[381]
Much of what Mr. Masson says in his Introduction of the way in which the
verses of Milton should be read is judicious enough, though some of the
examples he gives, of the "comicality" which would ensue from compressing
every verse into an exact measure of ten syllables, are based on a
surprising ignorance of the laws which guided our poets just before and
during Milton's time in the structure of their verses. Thus he seems to
think that a strict scansion would require us in the verses
"So he with difficulty and labor hard,"
and
"Carnation, purple, azure, or specked with gold,"

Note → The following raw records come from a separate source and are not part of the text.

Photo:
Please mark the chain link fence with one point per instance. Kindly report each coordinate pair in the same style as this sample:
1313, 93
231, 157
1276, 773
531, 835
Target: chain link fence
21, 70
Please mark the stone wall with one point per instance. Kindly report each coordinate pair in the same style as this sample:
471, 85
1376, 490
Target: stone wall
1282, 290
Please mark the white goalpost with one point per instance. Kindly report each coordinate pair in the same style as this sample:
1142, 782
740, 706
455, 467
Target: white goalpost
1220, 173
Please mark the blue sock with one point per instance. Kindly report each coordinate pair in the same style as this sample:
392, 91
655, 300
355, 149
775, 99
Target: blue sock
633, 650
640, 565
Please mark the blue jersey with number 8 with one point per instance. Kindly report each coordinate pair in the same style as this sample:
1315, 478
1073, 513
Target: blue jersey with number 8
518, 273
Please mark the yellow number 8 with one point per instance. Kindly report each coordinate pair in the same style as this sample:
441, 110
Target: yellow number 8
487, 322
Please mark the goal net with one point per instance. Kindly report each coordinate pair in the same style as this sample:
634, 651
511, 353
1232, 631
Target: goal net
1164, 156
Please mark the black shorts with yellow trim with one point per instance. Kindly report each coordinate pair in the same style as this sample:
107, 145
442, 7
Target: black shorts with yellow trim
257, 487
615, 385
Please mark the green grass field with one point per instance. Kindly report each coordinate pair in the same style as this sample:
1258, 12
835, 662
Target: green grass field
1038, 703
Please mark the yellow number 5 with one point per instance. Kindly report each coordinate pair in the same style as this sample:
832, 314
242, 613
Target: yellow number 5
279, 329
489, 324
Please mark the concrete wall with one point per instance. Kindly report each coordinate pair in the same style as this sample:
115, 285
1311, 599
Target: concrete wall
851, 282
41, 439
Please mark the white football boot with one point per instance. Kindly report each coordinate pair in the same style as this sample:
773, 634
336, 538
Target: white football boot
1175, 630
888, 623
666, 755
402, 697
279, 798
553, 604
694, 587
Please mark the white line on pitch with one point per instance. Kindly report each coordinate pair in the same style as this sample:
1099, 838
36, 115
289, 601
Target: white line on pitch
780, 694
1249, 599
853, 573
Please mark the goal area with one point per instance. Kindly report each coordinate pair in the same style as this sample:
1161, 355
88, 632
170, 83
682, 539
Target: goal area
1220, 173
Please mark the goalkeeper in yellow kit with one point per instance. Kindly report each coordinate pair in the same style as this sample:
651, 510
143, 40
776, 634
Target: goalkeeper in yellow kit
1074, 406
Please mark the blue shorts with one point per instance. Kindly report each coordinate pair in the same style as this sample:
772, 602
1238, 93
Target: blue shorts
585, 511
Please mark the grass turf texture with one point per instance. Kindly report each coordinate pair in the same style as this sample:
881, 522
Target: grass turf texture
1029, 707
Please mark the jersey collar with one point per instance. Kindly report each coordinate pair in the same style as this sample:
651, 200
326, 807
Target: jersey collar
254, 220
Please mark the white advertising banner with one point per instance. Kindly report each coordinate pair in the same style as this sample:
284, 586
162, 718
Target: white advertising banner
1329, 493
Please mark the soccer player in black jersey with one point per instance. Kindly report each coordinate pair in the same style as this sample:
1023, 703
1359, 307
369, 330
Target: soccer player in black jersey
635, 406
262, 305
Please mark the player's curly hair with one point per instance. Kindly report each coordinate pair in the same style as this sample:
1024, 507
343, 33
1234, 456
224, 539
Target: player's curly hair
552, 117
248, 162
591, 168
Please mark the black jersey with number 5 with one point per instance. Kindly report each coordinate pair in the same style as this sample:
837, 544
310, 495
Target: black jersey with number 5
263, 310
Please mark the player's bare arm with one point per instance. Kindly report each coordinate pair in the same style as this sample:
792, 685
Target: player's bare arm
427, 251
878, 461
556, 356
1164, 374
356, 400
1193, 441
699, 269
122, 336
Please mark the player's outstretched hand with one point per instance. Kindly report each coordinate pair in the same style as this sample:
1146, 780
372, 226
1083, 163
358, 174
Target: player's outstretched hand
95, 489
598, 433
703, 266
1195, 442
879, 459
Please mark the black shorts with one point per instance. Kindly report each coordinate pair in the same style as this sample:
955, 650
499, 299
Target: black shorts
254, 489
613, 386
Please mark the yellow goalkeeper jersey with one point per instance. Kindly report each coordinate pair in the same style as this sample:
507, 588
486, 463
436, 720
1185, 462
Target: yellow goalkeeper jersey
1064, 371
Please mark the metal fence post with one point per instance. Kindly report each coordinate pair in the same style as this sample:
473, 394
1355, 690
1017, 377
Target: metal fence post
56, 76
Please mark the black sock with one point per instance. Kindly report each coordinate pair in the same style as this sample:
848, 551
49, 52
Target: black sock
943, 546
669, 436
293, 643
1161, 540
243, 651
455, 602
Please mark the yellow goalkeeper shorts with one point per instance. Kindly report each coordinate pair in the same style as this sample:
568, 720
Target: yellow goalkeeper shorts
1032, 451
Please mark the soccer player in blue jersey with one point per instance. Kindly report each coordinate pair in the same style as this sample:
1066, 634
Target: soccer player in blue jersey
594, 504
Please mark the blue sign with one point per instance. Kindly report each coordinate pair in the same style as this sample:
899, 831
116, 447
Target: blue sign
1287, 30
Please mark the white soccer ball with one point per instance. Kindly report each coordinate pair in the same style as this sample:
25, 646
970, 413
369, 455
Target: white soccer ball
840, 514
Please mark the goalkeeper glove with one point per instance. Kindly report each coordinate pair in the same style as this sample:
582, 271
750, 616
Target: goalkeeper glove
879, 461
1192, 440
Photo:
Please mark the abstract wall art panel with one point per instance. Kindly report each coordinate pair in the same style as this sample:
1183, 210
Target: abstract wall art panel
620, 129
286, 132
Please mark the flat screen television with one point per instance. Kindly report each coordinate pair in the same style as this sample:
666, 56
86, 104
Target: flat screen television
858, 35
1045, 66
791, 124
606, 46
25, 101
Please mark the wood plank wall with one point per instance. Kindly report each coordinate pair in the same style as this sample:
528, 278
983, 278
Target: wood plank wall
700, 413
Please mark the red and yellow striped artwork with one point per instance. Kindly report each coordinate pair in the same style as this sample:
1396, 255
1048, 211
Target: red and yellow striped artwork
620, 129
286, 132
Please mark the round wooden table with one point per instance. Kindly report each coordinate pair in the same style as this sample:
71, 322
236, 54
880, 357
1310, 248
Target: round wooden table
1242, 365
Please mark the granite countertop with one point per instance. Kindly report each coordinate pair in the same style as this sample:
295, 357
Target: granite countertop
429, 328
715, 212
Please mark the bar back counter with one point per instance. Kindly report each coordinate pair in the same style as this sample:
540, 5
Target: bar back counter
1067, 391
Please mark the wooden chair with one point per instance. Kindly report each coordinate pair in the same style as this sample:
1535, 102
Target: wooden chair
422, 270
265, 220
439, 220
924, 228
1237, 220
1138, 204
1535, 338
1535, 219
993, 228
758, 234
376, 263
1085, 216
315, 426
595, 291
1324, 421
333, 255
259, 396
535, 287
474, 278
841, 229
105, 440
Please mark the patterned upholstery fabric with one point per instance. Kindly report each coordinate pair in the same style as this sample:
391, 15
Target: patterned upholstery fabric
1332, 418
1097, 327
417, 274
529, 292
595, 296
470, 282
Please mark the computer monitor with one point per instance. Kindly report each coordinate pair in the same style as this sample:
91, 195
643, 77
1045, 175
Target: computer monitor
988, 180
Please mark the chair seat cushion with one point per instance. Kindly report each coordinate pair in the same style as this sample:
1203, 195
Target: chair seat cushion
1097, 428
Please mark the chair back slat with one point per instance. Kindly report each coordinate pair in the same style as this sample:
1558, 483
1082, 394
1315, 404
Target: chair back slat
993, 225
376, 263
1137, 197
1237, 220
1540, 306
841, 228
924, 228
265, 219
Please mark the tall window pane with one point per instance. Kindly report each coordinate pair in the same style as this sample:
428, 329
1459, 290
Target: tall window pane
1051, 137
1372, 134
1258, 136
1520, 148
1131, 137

to pronounce _diffikty_ and _purp'_. Though Mr. Masson talks of "slurs
and elisions," his ear would seem somewhat insensible to their exact
nature or office. His _diffikty_ supposes a hiatus where none is
intended, and his making _purple_ of one syllable wrecks the whole verse,
the real slur in the latter case being on _azure or_.[382] When he asks
whether Milton required "these pronunciations in his verse," no positive
answer can be given, but I very much doubt whether he would have thought
that some of the lines Mr. Masson cites "remain perfectly good Blank
Verse even with the most leisurely natural enunciation of the spare
syllable," and I am sure he would have stared if told that "the number of
accents" in a pentameter verse was "variable.